Diane Pinakiewicz, executive director of the National Patient Safety Foundation, points out that pilots undergo ongoing simulator training, as well as periodic observation by another pilot while they are flying an aircraft. Even then, commercial airline pilots must retire from active service at 65.
Need any more reasons to fret about your medical staff? A pair of surveys released earlier this month provides them.
According to Physician Wellness Services, nearly half of mid-career physicians with 11 to 20 years experience say they're ''very stressed," and physicians' stress levels peak in their 40s, level off in their 50s and decline somewhat in their 60s. For the 40- and 50-year-olds, increased pressures from their children and aging parents may be a factor. Another: they're squeezed between older doctors slowing down as they near retirement and today's young physicians who are limiting their workloads and hours so they can balance career and home life.
Something else that may be stressing some doctors out: Nearly 40 percent of those in active practice say they have minimal to no savings, according to the Medscape Physician Lifestyle Report 2012. That, the report says, reflects ''the more difficult economic climate for the younger generation of physicians."
The Medscape report also notes that nearly 40 percent of physicians are overweight or obese. Some hospital leaders worry that could impact their docs' work, the cost of their health coverage and the healthful public image of the organization where they practice.

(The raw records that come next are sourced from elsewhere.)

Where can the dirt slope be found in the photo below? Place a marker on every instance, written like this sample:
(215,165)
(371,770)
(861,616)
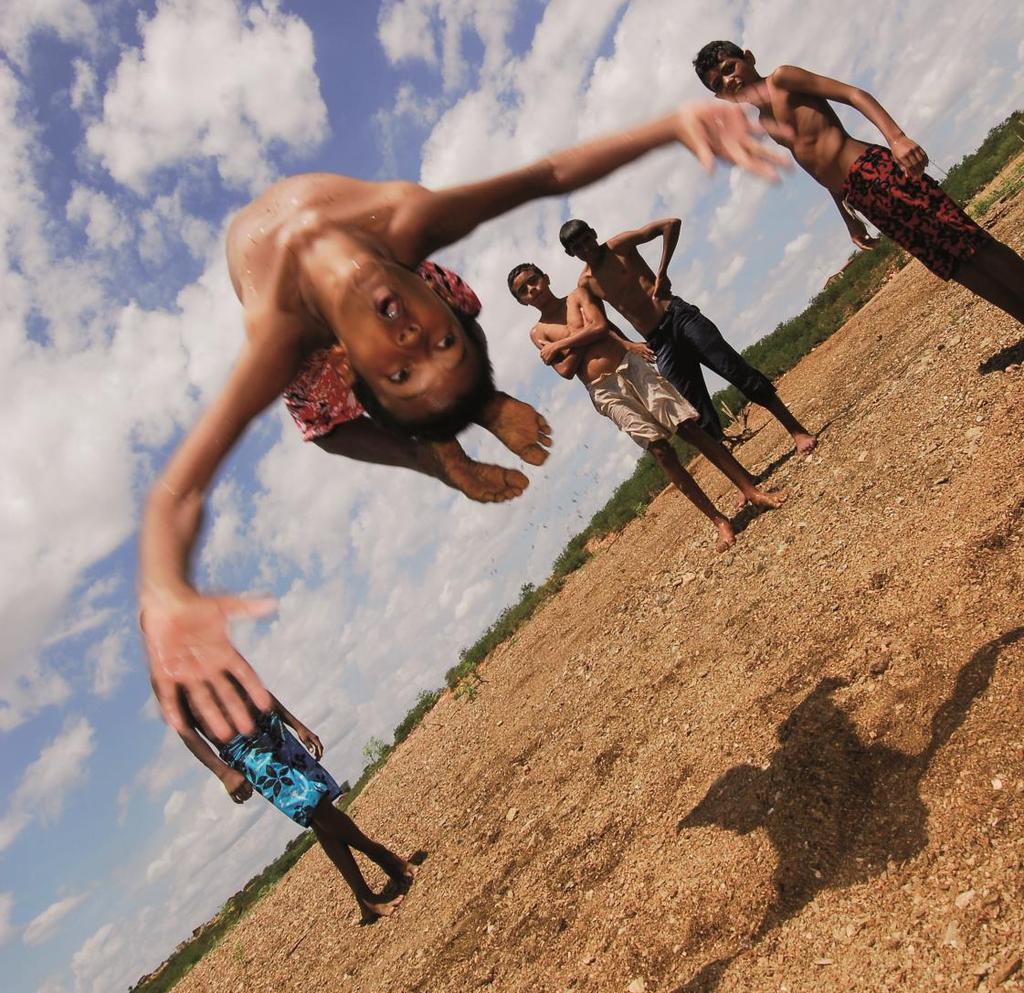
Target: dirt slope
(796,767)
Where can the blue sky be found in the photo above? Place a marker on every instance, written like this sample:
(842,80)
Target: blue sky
(129,132)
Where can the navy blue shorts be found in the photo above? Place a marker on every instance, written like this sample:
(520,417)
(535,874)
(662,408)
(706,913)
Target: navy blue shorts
(276,766)
(686,339)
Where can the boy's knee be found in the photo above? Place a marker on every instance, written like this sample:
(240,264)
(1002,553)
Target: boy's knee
(662,451)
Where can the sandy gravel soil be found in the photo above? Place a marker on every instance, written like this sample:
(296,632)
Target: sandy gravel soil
(795,767)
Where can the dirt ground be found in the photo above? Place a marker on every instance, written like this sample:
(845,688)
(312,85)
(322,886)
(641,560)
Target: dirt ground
(795,767)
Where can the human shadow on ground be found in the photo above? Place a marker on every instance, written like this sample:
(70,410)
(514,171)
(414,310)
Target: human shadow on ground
(1004,358)
(836,808)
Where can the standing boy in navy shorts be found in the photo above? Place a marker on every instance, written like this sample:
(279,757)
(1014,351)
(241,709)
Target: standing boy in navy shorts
(576,339)
(273,763)
(887,185)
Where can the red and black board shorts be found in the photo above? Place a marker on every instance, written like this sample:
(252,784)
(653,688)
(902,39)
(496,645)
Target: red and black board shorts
(916,214)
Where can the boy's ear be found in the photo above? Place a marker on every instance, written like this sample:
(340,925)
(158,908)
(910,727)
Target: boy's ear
(337,357)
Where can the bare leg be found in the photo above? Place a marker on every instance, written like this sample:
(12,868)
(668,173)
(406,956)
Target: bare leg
(518,427)
(995,272)
(346,830)
(804,440)
(666,457)
(336,832)
(366,440)
(722,459)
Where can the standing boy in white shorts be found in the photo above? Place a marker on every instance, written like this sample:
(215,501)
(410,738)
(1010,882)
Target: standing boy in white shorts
(574,337)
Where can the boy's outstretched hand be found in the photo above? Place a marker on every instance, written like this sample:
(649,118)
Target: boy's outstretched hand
(237,785)
(911,158)
(189,652)
(721,129)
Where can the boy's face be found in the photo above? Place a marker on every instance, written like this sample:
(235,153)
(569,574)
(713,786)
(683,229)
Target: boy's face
(585,246)
(731,76)
(531,288)
(407,345)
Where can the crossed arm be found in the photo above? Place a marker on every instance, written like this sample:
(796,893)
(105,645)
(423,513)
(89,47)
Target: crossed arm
(238,787)
(907,153)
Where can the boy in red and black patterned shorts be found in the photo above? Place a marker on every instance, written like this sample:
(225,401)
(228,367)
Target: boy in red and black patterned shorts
(887,185)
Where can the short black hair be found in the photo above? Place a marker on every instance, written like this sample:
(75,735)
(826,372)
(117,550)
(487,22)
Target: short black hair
(570,230)
(517,270)
(443,425)
(712,53)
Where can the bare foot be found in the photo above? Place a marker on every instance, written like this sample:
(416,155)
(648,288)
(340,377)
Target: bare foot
(518,427)
(401,875)
(726,535)
(764,501)
(376,907)
(478,480)
(805,442)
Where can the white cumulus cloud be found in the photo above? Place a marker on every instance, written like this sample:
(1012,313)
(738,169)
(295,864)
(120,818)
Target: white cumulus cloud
(44,925)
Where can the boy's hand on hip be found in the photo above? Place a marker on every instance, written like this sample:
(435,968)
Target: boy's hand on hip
(311,742)
(189,651)
(237,785)
(909,155)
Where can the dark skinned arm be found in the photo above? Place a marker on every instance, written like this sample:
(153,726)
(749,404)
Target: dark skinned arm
(906,152)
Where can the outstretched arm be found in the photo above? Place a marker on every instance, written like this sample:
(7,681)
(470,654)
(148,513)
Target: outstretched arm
(427,221)
(307,737)
(565,367)
(185,633)
(906,152)
(668,229)
(237,785)
(858,233)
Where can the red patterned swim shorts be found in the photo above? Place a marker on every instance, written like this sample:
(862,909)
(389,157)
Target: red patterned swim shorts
(916,214)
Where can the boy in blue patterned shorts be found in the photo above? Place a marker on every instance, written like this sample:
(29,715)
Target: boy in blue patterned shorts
(272,762)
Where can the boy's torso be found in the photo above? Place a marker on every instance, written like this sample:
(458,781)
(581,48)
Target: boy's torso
(624,279)
(820,143)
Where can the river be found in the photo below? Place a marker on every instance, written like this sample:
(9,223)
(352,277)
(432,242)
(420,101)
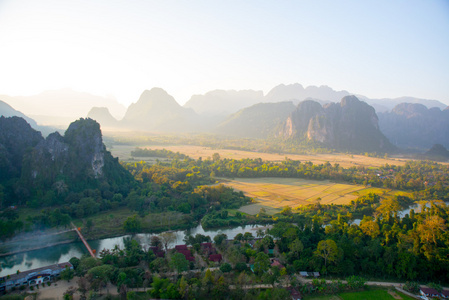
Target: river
(62,253)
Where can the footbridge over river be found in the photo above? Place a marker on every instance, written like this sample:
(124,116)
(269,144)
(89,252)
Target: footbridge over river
(91,252)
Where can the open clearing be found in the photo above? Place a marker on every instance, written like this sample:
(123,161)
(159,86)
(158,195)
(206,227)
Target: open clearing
(123,152)
(375,294)
(273,194)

Last but not least are the results of a survey published in February in Health Affairs showing that some physicians are not always open or honest with patients. ''Open, transparent and bidirectional communication between patients and physicians is the foundation of patient-centered care," the authors write.
The vast majority of respondents ''completely agreed that physicians should fully inform patients about the risks and benefits of interventions, never tell a patient something that is not true, and never disclose confidential information to unauthorized persons."
However, within the previous year, more than a 10th of respondents said they'd told an adult patient or a child's guardian something that wasn't true; almost a fifth hadn't fully disclosed mistakes to patients for fear of being sued; more than a quarter had revealed unauthorized health information about a patient; and more than half had described a prognosis more positively than the facts warranted.
In a March 27 op ed piece in the New York Times, Danielle Ofri, associate professor at New York University School of Medicine, wrote, ''I don't think that doctors are generally a dishonest bunch … I suspect that the dishonesty that is being uncovered … reveals more about the diagnosis of being human than anything else."
In other words, when the news is grim, physicians' emotions sometimes get in the way of giving patients the whole truth and nothing but. ''Doctors can't — and shouldn't — eradicate emotions that grease the wheels of patient care," Ofri wrote, ''But being alert to them can help us minimize where we fall short, and maximize where we succeed."